In addition, more than 70% of the patients had a skin-sparing mastectomy. An ADM was used in 44 cases (37%), and despite being a risk factor for seromas and persistence of the use of a drainage catheter, the use of this bioprosthetic mesh did not appear to be a risk factor for early infections (P = 0.92). Similarly, initial and final expansion volumes did not predict risk of early or late TE infection (P > 0.36). Furthermore, almost 40% of the patients who developed a TE infection had developed some degree of skin flap necrosis, and 28% developed a postsurgical seroma or hematoma, requiring drainage catheter placement for an extended period.
Prophylactic Antimicrobial Regimens
All patients received a standardized perioperative systemic antimicrobial therapy; the most common drugs used were cefazolin (81%), clindamycin (6%), and ampicillin-sulbactam (4%). Thereafter at the discretion of the surgeon, more than 85% of the patients underwent subpectoral TE pocket irrigation with a broad-spectrum antimicrobial solution. The most commonly used regimen was bacitracin plus polymyxin B (66%), followed by bacitracin plus cefazolin and gentamicin (9%) and vancomycin plus ciprofloxacin (4%). After surgery, oral prophylactic antibiotics were used in 78% of cases, either for a week or until the drainage catheters were removed. The most commonly prescribed postsurgical antimicrobial drugs were cephalexin (26%), cefadroxil (22%), amoxicillin/clavulanate (8%), trimethoprim/sulfamethoxazole (6%), and clindamycin (4%).

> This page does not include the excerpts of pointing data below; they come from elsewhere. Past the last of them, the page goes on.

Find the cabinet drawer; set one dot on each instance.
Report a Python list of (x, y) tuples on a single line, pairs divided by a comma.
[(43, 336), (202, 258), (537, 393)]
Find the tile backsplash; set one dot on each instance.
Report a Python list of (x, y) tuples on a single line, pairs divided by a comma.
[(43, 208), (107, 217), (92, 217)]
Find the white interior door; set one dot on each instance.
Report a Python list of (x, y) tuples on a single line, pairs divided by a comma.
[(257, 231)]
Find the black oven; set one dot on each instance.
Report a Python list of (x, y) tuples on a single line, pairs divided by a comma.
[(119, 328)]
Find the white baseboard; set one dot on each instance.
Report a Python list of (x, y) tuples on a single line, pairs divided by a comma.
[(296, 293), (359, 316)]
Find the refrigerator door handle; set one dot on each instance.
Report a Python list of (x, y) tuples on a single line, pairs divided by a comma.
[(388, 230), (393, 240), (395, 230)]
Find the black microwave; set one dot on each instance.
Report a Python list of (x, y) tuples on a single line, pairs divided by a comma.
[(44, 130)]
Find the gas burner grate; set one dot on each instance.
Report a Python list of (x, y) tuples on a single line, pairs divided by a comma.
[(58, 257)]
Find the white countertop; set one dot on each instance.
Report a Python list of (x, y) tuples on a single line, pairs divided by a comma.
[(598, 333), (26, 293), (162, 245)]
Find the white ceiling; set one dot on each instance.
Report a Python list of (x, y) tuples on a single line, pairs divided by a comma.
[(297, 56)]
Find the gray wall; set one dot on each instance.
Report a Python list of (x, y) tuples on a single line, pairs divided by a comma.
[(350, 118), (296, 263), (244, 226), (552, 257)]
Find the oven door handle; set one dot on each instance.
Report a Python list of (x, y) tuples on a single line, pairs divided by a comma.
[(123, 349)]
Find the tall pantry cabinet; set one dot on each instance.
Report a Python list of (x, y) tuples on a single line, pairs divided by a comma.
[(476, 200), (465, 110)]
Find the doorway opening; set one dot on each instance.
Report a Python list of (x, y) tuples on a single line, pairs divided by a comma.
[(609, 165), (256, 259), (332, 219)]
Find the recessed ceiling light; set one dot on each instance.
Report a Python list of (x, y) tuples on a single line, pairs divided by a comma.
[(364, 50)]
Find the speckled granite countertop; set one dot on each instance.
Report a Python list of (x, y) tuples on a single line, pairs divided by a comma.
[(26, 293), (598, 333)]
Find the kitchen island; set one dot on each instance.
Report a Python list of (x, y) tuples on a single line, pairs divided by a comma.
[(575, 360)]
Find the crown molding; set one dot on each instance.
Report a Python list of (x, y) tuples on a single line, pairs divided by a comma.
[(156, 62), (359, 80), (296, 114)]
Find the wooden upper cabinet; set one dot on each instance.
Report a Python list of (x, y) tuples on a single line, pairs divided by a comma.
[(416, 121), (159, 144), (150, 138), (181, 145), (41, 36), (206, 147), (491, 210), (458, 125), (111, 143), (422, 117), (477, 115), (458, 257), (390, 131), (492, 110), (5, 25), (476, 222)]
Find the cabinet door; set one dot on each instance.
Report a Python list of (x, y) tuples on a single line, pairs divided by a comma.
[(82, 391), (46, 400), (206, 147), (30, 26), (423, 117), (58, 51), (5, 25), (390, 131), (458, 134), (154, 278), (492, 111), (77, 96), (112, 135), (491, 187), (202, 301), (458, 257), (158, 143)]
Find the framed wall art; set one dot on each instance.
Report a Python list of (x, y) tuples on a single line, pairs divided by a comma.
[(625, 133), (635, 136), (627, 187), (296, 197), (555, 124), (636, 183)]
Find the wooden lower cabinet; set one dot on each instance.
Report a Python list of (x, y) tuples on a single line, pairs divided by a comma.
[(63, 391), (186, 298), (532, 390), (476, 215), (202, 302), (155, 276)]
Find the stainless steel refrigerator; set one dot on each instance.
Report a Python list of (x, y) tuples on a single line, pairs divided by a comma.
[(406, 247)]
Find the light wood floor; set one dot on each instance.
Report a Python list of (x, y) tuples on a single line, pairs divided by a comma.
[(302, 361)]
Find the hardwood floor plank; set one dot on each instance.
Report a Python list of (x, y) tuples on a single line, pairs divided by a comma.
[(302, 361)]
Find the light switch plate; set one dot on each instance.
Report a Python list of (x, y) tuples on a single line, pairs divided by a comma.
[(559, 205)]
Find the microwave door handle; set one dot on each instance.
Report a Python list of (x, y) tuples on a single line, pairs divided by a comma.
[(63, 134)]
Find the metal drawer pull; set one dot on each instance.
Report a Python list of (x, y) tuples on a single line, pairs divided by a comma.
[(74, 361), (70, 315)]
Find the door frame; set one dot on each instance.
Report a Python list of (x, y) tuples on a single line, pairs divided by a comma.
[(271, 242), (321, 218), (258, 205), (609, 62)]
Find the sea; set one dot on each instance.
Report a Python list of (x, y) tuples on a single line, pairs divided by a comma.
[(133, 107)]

Time to Infection and Implant Removal
Once an infection occurred, the median time from initial reconstructive surgery to infection was 47 days (range, 13–309 days, with a 25th and 75th percentile of 26 and 107 days, respectively). Overall, the median time from infection to implant removal was 4 days (range, 0–136 days, with a 25th and 75th percentile of 2 and 8 days, respectively).
Gram-positive organism infections were identified in 73% of patients, and Gram-negative infections were identified in 27% (Table 3). A polymicrobial infection was identified in 20 patients (17%). Methicillin-resistant Staphylococcus epidermidis (24%) was the most frequently encountered organism, followed by methicillin-sensitive Staphylococcus aureus (15%), Pseudomonas spp. (14%), and methicillin-resistant S. aureus (12%). The frequency of each causative microorganism remained relatively stable throughout the period studied; methicillin-resistant S. epidermidis was the most common microorganism throughout. These also remained stable when stratified by different postoperative time periods (Fig. 1). Of interest, Pseudomonas and other facultative Gram-negative rods were predominant at 30 days after surgery (accounting for 31% of TE infections), as well as at 90 days (27% of infections) and 180 days (25% of infections; Fig. 1). Furthermore, during the past 8 years of our study, the incidence of Gram-negative TE infections ranged from 24% to 44% of all TE infections (Fig. 2). Of note, similar to the proportion of patients without ADMs, of the 37 patients with an ADM, 62% had a Gram-positive infection and 35% had a Gram-negative infection with 6 (16%) had a polymicrobial infection.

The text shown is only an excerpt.